Polistrato. E non t'informasti del nome, come si chiamava?
Licino. No: solamente so che è di Jonia. Perchè mentr'ella passava, uno dei tanti che la riguardavano voltossi ad un vicino, e disse: Eccoti la bellezza di Smirne: e non è maraviglia se la bellissima delle città joniche produsse questa bellissima donna. Mi parve anche di Smirne colui che parlava, tanto si gloriava di lei.
Polistrato. E tu l'hai fatta proprio da una pietra a non muoverti affatto, a non andarle appresso, a non dimandar quello smirnese, chi ella era. Almeno fammene una pittura, come puoi, con le parole; chè forse così la riconoscerò.
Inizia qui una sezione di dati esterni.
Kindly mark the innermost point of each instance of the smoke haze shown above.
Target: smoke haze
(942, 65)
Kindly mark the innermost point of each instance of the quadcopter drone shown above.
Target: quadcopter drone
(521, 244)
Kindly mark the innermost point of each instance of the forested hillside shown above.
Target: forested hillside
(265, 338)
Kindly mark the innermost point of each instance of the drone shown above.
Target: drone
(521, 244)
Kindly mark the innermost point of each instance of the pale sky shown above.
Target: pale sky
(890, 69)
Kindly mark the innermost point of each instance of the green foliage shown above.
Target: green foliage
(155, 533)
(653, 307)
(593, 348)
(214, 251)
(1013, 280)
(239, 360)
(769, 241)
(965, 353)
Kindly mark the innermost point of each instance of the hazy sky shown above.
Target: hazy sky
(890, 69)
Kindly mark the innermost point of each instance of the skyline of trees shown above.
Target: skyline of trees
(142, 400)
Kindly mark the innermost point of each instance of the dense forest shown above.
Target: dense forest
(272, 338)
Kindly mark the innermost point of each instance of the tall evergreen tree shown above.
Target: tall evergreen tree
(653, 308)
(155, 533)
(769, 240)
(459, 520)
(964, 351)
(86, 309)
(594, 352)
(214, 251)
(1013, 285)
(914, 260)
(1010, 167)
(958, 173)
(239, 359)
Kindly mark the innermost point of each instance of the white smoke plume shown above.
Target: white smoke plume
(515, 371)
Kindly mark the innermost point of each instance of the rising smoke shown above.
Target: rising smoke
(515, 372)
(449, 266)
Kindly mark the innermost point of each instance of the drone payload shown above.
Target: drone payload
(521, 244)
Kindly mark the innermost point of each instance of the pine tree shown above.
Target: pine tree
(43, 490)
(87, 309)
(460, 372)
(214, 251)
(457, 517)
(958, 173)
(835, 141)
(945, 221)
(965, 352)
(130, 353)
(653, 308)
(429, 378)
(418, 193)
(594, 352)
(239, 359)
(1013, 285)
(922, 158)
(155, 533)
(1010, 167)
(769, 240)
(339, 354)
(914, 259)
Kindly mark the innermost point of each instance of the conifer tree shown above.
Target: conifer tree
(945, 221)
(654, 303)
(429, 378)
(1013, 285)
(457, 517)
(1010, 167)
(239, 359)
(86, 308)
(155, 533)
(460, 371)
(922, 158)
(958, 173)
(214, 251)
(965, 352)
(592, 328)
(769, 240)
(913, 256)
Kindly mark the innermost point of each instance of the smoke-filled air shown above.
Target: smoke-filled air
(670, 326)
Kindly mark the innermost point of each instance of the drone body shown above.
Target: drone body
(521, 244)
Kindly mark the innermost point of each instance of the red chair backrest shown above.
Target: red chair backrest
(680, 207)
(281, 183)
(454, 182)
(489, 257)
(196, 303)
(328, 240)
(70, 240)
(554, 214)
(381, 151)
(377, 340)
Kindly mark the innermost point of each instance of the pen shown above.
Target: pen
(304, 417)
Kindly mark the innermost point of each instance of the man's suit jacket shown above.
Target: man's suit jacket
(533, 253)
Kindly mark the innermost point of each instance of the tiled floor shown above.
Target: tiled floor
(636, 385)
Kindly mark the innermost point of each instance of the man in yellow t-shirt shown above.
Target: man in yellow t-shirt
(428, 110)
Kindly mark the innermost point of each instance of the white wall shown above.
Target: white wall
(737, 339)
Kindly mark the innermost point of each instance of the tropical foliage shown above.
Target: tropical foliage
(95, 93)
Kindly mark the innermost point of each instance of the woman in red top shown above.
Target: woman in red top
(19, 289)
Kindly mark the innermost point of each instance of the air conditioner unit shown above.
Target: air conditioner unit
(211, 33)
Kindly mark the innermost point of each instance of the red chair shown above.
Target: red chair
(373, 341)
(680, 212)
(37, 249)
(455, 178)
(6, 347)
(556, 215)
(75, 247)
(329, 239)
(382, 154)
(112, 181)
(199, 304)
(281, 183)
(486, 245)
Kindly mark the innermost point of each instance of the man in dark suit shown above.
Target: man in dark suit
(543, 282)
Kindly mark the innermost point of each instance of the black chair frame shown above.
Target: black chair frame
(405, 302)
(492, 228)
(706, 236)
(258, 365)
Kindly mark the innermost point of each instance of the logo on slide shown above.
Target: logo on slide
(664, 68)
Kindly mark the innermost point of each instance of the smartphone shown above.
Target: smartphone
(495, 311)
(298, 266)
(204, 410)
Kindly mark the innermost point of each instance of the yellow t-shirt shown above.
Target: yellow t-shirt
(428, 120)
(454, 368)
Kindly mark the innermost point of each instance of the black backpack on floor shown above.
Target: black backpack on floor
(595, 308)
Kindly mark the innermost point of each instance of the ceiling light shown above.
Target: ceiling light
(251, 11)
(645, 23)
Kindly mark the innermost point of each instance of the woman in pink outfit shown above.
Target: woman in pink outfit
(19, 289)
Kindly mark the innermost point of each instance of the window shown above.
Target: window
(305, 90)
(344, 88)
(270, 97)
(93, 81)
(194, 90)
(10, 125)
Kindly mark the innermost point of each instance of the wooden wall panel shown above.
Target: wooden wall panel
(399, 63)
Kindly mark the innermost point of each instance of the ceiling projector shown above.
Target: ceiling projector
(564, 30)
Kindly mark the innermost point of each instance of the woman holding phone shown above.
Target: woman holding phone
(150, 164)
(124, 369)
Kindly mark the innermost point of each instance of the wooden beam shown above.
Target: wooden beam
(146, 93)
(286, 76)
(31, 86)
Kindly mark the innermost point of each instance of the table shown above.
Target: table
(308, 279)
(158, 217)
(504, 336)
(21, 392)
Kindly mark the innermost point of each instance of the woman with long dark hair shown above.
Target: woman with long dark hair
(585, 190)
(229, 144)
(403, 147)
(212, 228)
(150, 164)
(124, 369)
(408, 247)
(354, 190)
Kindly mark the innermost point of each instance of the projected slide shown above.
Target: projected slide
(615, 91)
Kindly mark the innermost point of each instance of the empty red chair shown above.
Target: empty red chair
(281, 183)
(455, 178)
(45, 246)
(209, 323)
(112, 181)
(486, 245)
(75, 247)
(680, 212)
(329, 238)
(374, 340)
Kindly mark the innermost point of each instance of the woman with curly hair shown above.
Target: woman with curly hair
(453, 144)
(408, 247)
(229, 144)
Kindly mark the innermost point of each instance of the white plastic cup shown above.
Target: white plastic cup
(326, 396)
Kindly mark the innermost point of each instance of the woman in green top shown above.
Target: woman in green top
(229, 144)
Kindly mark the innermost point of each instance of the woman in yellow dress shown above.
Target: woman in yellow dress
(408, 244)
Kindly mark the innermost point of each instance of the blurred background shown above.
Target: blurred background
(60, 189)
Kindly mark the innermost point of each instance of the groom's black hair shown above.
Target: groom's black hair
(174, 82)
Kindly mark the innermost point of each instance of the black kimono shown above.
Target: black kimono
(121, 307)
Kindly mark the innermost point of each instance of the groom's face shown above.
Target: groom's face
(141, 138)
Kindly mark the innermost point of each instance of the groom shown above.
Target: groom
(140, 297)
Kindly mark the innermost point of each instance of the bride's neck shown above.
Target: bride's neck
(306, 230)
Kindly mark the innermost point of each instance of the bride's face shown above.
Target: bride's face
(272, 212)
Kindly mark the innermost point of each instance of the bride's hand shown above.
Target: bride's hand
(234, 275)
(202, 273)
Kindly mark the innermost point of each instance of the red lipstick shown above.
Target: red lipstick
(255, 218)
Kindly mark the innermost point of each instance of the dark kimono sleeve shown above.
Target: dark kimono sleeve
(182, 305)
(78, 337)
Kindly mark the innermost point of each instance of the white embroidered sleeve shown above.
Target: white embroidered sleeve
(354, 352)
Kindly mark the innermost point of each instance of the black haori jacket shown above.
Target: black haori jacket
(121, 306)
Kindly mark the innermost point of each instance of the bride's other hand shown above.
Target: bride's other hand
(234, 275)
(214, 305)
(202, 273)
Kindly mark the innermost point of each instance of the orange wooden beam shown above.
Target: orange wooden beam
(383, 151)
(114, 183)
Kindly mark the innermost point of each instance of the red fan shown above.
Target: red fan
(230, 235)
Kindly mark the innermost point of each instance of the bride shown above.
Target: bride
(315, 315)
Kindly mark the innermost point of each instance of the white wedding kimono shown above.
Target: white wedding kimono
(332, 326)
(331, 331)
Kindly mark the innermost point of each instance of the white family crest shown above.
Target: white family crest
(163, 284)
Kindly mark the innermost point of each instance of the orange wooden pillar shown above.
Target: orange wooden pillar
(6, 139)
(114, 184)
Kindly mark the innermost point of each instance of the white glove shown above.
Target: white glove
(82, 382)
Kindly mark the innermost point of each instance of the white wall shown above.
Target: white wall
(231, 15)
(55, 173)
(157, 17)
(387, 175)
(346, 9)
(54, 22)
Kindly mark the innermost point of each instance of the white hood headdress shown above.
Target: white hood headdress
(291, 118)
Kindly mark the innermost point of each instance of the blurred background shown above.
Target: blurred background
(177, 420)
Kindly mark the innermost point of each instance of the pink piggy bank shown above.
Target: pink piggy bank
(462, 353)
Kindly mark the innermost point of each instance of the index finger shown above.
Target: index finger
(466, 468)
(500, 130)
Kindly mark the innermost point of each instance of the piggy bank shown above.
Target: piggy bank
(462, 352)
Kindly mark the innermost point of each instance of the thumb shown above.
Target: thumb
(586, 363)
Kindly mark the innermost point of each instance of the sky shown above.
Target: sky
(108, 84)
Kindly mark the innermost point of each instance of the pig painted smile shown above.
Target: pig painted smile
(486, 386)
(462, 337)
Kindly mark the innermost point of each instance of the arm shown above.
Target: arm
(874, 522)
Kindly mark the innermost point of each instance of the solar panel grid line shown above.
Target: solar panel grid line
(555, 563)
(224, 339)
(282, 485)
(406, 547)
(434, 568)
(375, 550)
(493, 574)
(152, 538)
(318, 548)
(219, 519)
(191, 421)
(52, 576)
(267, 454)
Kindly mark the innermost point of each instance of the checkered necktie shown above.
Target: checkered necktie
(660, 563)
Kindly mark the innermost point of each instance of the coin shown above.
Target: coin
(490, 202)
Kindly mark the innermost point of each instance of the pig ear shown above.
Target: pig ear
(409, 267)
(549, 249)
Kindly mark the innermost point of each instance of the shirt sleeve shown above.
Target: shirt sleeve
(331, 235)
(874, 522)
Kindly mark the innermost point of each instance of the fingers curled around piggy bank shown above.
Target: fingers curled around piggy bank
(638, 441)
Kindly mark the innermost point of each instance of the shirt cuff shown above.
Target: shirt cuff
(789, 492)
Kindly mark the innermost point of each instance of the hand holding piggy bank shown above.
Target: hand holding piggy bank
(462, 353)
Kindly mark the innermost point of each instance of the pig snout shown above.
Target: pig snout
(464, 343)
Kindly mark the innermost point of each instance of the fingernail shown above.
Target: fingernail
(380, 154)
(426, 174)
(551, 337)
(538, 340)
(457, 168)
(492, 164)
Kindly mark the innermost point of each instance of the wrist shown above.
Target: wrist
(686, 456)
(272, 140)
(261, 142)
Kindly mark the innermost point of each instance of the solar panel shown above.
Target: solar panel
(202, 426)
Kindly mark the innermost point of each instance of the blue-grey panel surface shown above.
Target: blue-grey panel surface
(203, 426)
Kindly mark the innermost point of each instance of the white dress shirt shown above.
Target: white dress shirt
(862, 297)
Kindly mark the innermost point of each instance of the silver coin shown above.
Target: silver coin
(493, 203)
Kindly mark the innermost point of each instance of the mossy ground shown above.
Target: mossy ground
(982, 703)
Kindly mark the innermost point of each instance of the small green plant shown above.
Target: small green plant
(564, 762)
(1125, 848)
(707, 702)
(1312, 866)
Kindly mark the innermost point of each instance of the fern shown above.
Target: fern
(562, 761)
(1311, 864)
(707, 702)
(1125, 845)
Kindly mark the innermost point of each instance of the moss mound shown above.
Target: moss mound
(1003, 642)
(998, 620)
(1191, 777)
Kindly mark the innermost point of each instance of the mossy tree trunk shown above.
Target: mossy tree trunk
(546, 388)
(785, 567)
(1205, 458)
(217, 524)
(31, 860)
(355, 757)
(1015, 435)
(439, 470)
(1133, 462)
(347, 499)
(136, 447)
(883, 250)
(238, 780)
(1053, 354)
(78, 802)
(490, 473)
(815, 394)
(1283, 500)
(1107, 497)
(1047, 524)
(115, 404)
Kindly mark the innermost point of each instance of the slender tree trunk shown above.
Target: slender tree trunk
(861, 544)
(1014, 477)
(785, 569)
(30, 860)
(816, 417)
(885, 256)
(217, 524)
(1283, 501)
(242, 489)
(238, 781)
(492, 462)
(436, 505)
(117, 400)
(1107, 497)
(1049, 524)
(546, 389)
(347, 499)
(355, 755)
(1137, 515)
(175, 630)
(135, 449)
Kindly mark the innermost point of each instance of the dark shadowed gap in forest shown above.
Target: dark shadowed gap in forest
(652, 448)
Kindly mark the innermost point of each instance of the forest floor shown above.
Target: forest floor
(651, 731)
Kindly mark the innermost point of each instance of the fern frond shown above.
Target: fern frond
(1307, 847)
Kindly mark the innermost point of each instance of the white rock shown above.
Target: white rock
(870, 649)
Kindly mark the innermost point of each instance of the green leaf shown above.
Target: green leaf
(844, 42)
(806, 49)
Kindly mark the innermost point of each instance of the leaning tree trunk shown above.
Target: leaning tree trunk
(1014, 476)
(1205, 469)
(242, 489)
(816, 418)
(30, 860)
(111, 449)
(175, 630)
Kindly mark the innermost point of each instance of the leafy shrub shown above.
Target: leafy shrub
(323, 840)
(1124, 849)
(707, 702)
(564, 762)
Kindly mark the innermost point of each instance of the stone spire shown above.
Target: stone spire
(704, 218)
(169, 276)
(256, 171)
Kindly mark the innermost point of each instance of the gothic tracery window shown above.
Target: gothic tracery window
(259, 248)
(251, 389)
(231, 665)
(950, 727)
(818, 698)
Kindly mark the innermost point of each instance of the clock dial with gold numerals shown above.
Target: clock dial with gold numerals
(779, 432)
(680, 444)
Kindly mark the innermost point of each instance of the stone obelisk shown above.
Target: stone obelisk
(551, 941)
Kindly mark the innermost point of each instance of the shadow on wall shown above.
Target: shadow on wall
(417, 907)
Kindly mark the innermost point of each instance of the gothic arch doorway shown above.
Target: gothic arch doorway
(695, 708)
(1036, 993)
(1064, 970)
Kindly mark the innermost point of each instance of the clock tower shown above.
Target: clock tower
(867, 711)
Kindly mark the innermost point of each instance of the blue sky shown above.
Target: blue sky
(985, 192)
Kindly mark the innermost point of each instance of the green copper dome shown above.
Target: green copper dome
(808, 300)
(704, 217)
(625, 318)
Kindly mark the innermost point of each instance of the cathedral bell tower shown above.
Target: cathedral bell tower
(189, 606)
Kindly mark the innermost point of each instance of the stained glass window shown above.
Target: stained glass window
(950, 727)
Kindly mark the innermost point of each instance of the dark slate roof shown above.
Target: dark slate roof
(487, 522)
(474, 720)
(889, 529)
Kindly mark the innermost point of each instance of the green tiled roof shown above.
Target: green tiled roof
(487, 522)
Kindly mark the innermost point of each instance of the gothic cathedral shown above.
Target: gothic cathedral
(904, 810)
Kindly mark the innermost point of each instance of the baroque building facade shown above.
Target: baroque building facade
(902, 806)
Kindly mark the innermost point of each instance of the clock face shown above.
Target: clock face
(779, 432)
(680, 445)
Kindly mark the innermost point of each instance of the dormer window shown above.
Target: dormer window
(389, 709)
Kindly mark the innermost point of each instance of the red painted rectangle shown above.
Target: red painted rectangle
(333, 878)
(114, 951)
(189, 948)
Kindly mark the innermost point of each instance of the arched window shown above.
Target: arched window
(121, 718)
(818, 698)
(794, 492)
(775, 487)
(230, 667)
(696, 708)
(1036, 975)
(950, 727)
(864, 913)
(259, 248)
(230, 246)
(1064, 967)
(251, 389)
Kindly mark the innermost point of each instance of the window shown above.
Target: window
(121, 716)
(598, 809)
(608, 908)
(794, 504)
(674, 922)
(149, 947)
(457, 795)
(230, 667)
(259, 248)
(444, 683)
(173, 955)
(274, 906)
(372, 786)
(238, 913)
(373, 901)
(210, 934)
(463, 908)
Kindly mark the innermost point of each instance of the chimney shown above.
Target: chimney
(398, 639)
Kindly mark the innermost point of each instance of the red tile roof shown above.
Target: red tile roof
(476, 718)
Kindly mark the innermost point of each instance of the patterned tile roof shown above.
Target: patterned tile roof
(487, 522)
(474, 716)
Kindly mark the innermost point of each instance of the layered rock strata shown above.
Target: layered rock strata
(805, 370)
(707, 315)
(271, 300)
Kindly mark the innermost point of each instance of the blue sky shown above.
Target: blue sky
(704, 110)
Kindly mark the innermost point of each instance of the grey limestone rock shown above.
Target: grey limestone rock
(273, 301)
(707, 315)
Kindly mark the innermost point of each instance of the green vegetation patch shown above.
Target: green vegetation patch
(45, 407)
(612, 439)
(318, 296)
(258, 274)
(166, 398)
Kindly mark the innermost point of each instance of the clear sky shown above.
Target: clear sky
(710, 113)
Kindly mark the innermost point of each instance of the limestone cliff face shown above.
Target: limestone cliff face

Licino. Pensi tu che cosa mi dimandi? Altro che parole ci vogliono, e poi le mie, per ritrarre un'immagine così mirabile, che appena o Apelle, o Zeusi, o Parrasio parrebbon da tanto, o pure se uno fosse Fidia o Alcamene. Io guasterò l'originale per manco di arte.
Polistrato. Pure, o Licino, dimmi che viso ella aveva. Chè non è un ardire pericoloso, se ad un amico ne ritrai l'immagine, comunque vada il disegno.
Licino. Ebbene per mettermi al sicuro voglio chiamare all'opera alcuni degli antichi artefici, affinchè mi rappresentino essi questa donna.
Polistrato. Che vuoi dire ora? o come ti aiuteranno essi, che son morti da tanti anni?
Licino. Facilmente; se non ti grava di rispondermi un po'.
Polistrato. Dimanda pure.
Licino. Sei stato mai, o Polistrato, nella città dei Cnidii?
Polistrato. Oh, sì.
Licino. Dunque hai certamente veduto la loro Venere?
Polistrato. Sì, per Giove! la più bella delle opere di Prassitele.